Il promotore dell'incontro, Lou DiBella, ha confermato che il pugile è morto mercoledì "circondato dalla sua famiglia, dagli amici intimi e membri della sua squadra di Boxe". "Era un figlio, un fratello e un buon amico per tutti", ha detto una dichiarazione. "La gentilezza, la positività e la generosità dello spirito di Pat - così lo chiamavano gli amici - hanno lasciato un'impronta indelebile su tutti quelli che ha incontrato."

"Patrick Day non ha avuto bisogno di boxe", ha continuato nella sua dichiarazione, il titolare della DiBella Entertainment.

"Veniva da una buona famiglia, era intelligente, istruito, aveva alti valori e avrebbe avuto sicuramente altri modi a sua disposizione per guadagnarsi da vivere. "Ha scelto di boxare conoscendo i rischi intrinsechi che ogni pugile affronta quando sale su un ring. La boxe è ciò che Pat amava fare. Ispirare altre persone era qualcosa che lo faceva sentire vivo."

L'avversario, il collega americano Conwell, 21 anni, distrutto dall'accaduto, ha subito scritto una lettera il giorno successivo all'incontro.

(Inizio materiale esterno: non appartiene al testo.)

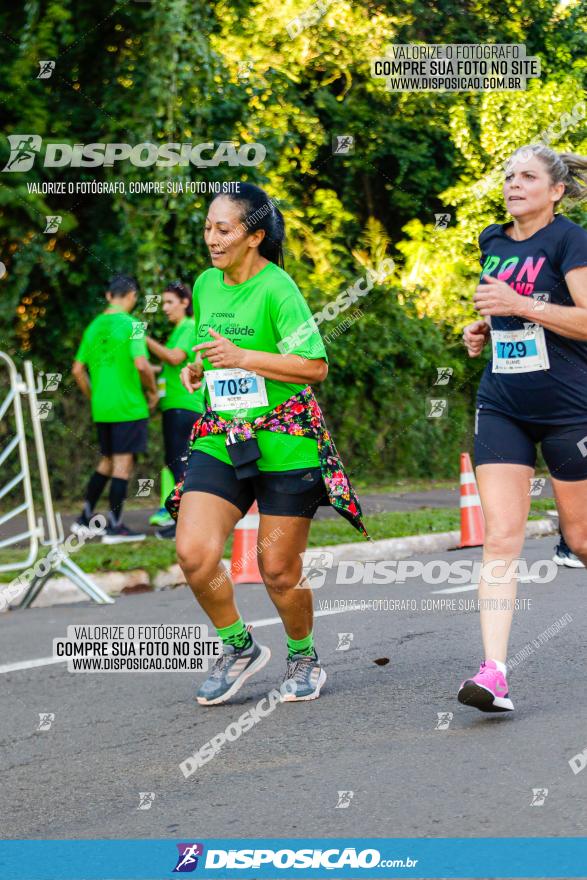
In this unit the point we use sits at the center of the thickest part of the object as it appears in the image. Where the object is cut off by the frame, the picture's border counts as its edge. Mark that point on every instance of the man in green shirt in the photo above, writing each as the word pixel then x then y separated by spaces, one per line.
pixel 179 408
pixel 114 351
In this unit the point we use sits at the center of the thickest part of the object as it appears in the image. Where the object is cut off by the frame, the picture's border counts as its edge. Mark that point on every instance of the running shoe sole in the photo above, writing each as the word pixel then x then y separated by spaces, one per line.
pixel 122 539
pixel 261 661
pixel 472 694
pixel 291 698
pixel 569 563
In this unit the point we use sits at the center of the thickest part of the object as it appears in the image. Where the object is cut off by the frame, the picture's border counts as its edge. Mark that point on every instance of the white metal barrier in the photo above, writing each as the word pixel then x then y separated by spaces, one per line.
pixel 35 533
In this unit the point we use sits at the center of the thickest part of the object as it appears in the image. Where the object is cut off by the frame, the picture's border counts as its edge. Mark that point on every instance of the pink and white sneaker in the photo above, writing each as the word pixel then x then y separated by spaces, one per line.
pixel 487 691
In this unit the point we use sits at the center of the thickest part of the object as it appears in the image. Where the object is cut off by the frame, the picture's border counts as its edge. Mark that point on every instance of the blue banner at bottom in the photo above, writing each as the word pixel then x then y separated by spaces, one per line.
pixel 372 858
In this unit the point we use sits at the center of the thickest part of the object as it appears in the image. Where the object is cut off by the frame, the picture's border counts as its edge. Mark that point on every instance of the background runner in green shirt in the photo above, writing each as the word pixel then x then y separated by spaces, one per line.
pixel 179 407
pixel 114 353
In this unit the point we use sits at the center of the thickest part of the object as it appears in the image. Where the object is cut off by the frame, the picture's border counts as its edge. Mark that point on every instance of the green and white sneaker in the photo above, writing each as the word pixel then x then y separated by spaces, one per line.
pixel 304 678
pixel 230 672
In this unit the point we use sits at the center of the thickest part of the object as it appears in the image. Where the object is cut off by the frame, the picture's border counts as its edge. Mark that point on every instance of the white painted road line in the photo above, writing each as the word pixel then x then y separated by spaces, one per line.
pixel 467 587
pixel 50 661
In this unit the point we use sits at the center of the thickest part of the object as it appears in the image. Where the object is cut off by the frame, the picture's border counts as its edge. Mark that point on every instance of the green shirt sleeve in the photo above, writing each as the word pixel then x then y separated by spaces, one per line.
pixel 296 329
pixel 186 339
pixel 81 354
pixel 138 342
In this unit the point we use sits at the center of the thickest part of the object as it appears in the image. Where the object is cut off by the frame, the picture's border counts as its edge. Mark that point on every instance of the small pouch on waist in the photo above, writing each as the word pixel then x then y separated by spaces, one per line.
pixel 243 455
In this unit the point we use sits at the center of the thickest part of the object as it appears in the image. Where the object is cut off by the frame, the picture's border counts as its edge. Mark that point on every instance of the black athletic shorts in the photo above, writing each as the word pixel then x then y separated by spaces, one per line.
pixel 177 427
pixel 116 438
pixel 502 439
pixel 278 493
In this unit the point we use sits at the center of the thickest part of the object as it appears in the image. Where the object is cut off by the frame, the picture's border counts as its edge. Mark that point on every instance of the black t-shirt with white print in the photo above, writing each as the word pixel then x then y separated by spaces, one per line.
pixel 537 265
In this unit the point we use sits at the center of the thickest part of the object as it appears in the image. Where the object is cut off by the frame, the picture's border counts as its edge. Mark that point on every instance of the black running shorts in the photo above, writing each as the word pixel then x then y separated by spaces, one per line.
pixel 502 439
pixel 278 493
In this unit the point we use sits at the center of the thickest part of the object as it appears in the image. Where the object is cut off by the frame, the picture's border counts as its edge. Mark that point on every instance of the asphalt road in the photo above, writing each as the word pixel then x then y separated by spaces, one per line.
pixel 371 502
pixel 374 732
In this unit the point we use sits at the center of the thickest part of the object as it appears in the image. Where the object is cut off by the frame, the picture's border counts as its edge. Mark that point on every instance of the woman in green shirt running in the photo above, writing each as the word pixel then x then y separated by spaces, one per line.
pixel 179 408
pixel 260 351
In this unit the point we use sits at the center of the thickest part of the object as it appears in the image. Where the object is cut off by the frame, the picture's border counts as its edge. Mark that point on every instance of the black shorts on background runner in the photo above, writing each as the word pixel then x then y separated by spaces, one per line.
pixel 278 493
pixel 118 438
pixel 177 427
pixel 502 439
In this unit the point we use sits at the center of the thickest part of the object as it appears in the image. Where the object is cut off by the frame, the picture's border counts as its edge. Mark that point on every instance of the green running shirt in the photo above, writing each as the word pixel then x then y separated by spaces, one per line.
pixel 176 396
pixel 108 349
pixel 258 314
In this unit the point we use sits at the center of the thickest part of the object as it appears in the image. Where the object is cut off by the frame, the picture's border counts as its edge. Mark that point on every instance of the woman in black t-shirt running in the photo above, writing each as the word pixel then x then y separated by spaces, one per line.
pixel 533 301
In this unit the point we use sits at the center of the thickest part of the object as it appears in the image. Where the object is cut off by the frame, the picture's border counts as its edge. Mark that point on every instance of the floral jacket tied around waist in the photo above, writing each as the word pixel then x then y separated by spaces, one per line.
pixel 299 415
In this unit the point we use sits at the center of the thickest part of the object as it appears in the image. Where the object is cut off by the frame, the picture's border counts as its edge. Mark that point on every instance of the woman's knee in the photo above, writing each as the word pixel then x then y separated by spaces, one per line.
pixel 197 559
pixel 280 574
pixel 504 540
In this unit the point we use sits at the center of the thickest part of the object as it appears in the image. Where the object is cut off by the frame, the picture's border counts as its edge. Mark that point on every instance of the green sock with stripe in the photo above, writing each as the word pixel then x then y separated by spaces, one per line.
pixel 301 646
pixel 236 635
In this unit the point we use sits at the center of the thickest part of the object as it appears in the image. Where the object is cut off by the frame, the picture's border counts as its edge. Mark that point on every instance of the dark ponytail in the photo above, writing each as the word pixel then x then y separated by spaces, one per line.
pixel 183 293
pixel 258 211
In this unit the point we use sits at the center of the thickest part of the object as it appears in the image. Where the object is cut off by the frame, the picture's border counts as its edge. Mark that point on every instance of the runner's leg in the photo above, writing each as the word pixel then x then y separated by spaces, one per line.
pixel 282 541
pixel 505 497
pixel 205 521
pixel 571 500
pixel 122 466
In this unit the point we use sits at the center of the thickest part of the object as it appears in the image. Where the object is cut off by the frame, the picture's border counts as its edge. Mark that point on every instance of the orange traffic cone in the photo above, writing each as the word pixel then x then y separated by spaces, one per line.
pixel 472 521
pixel 243 564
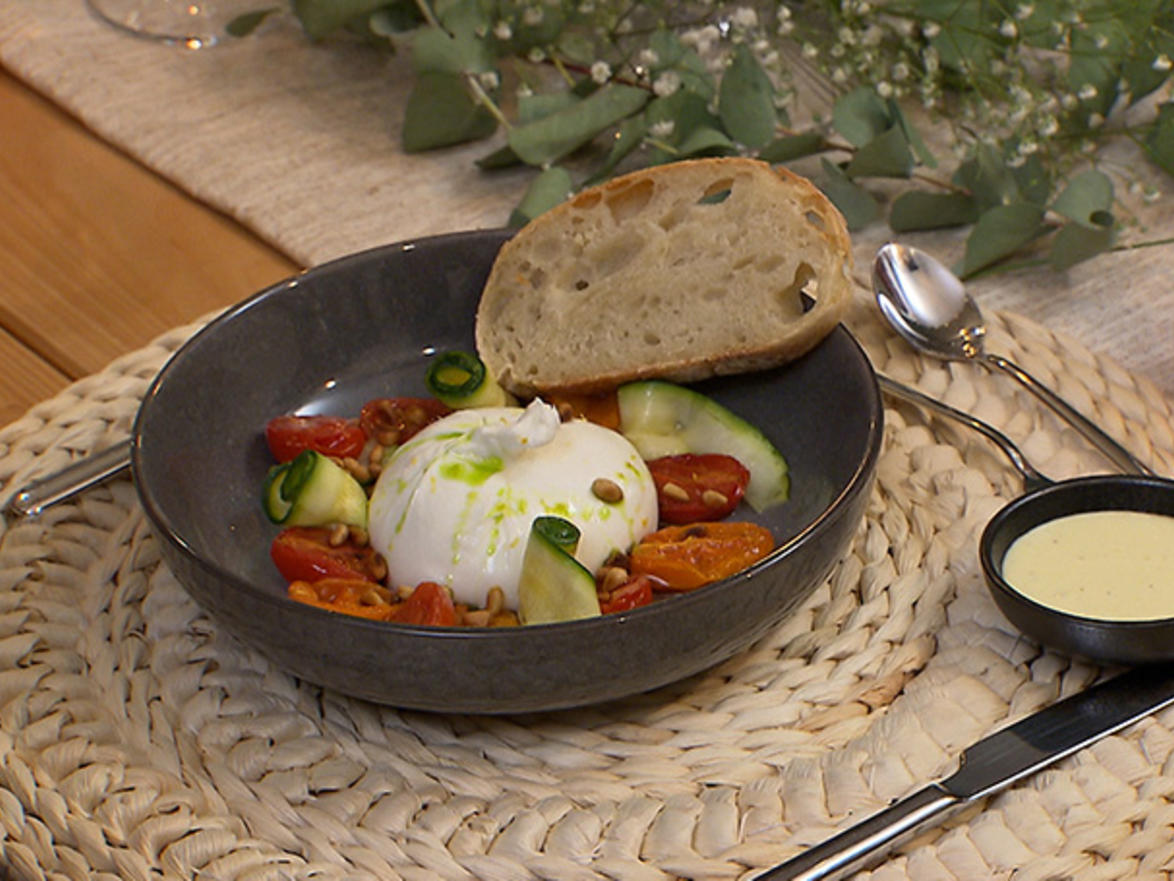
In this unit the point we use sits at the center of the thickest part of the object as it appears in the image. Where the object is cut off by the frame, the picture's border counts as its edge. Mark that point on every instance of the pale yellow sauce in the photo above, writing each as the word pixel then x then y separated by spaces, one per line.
pixel 1113 565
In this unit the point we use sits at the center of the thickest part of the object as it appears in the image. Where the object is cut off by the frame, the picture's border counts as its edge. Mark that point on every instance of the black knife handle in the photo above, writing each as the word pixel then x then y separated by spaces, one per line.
pixel 870 839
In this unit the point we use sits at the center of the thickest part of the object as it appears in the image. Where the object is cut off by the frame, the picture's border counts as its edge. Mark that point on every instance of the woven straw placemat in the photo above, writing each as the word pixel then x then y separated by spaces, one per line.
pixel 139 741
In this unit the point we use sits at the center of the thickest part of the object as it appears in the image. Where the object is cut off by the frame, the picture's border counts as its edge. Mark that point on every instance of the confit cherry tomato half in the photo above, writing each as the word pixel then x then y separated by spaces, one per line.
pixel 345 596
pixel 681 558
pixel 329 435
pixel 697 486
pixel 304 553
pixel 633 593
pixel 429 604
pixel 393 421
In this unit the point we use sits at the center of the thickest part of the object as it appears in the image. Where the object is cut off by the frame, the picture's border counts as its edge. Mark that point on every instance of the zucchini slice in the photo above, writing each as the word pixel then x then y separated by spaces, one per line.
pixel 661 418
pixel 553 585
pixel 312 490
pixel 460 380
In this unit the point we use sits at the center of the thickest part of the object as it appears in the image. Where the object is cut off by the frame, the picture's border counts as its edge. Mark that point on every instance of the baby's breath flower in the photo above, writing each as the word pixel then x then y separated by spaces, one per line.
pixel 744 17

"Non ho mai voluto che ciò accadesse, tutto quello che volevo fare era vincere", ha scritto. "Nessuno merita questo. Ho pensato di smettere con la boxe, ma so che non è quello che vorresti".

A rincuorare l'atleta, ci pensa l'allenatore del compianto Day, Joe Higgins che ha risposto alla lettera pubblicata: "Grazie per le tue gentili parole.

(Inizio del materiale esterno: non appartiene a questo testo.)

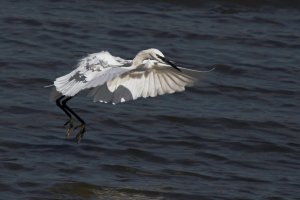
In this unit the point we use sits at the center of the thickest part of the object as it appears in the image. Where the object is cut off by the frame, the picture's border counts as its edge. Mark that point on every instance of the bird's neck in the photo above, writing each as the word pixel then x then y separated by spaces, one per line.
pixel 139 58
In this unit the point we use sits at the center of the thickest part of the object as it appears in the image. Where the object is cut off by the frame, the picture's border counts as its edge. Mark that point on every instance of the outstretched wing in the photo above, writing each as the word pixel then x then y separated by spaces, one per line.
pixel 93 70
pixel 149 81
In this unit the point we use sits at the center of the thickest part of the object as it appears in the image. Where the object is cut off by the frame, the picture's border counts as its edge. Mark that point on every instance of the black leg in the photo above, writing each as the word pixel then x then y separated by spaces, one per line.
pixel 69 124
pixel 81 132
pixel 64 104
pixel 58 103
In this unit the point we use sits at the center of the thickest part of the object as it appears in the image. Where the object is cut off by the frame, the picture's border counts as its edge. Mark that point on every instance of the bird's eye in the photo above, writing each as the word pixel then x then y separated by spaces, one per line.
pixel 159 56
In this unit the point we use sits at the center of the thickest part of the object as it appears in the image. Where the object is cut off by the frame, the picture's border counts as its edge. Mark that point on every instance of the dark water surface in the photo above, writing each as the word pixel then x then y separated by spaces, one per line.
pixel 236 136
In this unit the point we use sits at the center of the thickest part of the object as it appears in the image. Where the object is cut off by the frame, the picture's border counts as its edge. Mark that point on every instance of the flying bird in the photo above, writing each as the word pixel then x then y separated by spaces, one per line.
pixel 113 79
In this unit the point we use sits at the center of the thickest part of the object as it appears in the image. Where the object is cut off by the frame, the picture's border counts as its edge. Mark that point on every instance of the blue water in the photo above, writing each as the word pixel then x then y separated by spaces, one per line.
pixel 236 136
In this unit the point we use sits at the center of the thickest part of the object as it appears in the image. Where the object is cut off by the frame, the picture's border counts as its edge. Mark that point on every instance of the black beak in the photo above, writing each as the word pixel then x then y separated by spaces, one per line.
pixel 168 62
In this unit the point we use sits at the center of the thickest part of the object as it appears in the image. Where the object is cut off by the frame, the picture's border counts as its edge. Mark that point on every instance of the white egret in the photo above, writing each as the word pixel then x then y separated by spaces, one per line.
pixel 113 79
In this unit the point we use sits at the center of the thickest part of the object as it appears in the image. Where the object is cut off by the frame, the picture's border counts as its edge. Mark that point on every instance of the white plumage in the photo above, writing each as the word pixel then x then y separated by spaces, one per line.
pixel 113 79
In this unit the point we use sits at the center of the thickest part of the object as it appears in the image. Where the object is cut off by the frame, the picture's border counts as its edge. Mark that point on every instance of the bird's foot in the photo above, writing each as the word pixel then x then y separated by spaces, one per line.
pixel 80 133
pixel 69 125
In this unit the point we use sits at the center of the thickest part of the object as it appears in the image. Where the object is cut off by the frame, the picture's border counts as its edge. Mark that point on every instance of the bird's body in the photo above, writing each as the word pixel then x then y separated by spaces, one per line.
pixel 113 79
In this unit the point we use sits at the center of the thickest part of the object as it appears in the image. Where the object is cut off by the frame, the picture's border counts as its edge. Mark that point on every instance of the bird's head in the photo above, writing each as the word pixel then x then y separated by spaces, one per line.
pixel 156 54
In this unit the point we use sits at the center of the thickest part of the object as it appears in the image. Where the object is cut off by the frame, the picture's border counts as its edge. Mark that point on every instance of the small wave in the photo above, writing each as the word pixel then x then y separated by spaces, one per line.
pixel 22 20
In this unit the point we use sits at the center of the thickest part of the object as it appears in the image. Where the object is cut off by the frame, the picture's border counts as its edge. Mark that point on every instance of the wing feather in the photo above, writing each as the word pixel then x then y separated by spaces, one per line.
pixel 145 83
pixel 92 71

Patrick è nato dall'altra parte della strada, quindi la nostra relazione è speciale. Avrebbe voluto che tu continuassi. Sto facendo il tifo per te per raggiungere il tuo sogno, lo stesso che aveva Pat".

Già a luglio, il russo Maxim Dadashev e l'argentino Hugo Santillan sono morti entrambi a seguito di ferite riportate durante gli incontri "Diventa molto difficile spiegare o giustificare i pericoli del pugilato in un momento come questo", continua DiBella.

"Anche se non abbiamo le risposte, certamente conosciamo molte delle domande, abbiamo i mezzi per rispondere e abbiamo l'opportunità di farlo responsabilmente e di conseguenza, rendere la boxe più sicura per tutti i partecipanti. Questo è il modo in cui possiamo onorare l'eredità di Pat Day.

'Un amico coraggioso, gentile e meraviglioso', il mondo della boxe reagisce

Il famoso presentatore di boxe Michael Buffer è stato tra i primi a rendere omaggio a Day, descrivendolo come un "meraviglioso giovane atleta", prima di aggiungere "tutti nella comunità della boxe sono scioccati".

Anche il presidente della WBC Mauricio Sulaiman ha reso omaggio al campione, dichiarando che la boxe ha perso un "amico coraggioso, gentile e meraviglioso".